Amarna Usekh Collar

Broad Collar
New Kingdom, Amarna Period, c. 1353–1336 B.C.
The Metropolitan Museum of Art, New York, Rogers Fund, 1940. 40.2.5

A usekh collar (from the Egyptian wskh, meaning “broad” or “wide”) is a wide, multi-rowed necklace that spreads across the shoulders and chest and worn as a striking symbol of beauty, status, and splendour in Ancient Egypt.

While many such collars were originally made from fresh flowers and other perishable materials, examples like this were produced in faience to imitate their appearance and preserve their splendour.

Usekh Collars through the Ages of Ancient Egypt

The rows evoke floral motifs, including a central band of cornflowers, three rows of dates, and an outer border of lotus petals, linked by strands of small ring beads. The rows terminate in rectangular plaques decorated with blue lotus blossoms, buds, poppy petals, and persea fruit. The present stringing is modern.

Formerly in the collection of Howard Carter, the collar was acquired by the Met Museum (40.2.5) from his estate in London in 1940.

Measurements: Faience; Diam. 31.5 cm (12 3/8 in) Terminals: L. 8.7 cm (3 7/16 in.); W. 2.5 cm (1 in.); Th. 0.6 cm (1/4 in.)

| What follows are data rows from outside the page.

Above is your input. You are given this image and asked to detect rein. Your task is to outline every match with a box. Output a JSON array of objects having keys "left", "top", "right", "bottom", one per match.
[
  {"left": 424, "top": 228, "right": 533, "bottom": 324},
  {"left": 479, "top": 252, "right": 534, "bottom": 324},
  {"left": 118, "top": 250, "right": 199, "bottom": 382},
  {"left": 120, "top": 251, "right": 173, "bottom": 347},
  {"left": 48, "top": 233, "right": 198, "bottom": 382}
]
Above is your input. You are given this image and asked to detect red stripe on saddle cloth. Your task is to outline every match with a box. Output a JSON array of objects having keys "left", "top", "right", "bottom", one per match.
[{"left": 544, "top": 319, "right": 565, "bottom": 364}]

Amarna Period: The age of the Aten

A usekh collar was a broad, ornamental collar worn in Ancient Egypt, composed of rows of colourful beads or plaques that spread across the shoulders like a radiant necklace of status and splendour.

In the days when Akhenaten’s sun-drenched court shimmered beneath the desert sky, jewellery was never merely adornment, it was theology in colour. This broad collar, formed of technicolour faience beads of oval shapes, feels as if it were crafted from the very rays of the Aten itself, caught mid-beam and coaxed into beads.

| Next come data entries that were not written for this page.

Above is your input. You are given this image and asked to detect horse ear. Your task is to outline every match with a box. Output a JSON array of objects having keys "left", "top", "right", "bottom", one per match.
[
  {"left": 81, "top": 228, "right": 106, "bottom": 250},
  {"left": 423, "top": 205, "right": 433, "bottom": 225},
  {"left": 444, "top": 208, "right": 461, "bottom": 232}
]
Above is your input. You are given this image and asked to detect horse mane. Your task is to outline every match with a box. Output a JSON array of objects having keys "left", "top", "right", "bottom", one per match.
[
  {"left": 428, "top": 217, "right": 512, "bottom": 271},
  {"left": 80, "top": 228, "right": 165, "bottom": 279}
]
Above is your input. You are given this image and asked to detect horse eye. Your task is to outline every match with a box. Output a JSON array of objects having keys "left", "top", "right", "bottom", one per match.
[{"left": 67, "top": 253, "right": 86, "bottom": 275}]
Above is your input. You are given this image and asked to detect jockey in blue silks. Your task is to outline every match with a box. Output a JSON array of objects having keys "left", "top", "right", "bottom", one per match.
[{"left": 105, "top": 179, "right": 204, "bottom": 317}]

Measuring just over twelve inches across, its shallow arc once rested upon a graceful pair of collarbones; perhaps those of a courtier who walked in the luminous wake of Nefertiti. There is an unmistakable Amarna softness to it, with the floral colours, bringing to mind the Hymn to the Aten and Akhenaten’s love for the agriculture his sole-god provides. As well as the gentle curve, the soothing palette, the sense that light itself has been persuaded to curl around the neck.

The terminals, neat little lengths of faience shaped for fastening, complete the piece with effortless elegance, reminding us that even the practical bits of Amarna life were touched by artistry.

Faience, that miraculous not-quite-earth, not-quite-glass substance, glows here with the turquoise sheen loved so dearly in this era. It was a colour of life, of renewal, of the Nile’s promise; and in Akhenaten’s city, it must have sparkled brilliantly against linen robes in those late afternoon processions.

Today, the collar rests quietly in New York, far from Akhetaten’s sun. Yet its shimmer has not dimmed. One glimpse, and you can almost hear the soft rustle of fine linen, the distant hymn to the Aten, and the whisper of desert wind brushing past the palace colonnades.

A little circle of light, surviving from an age that worshipped it.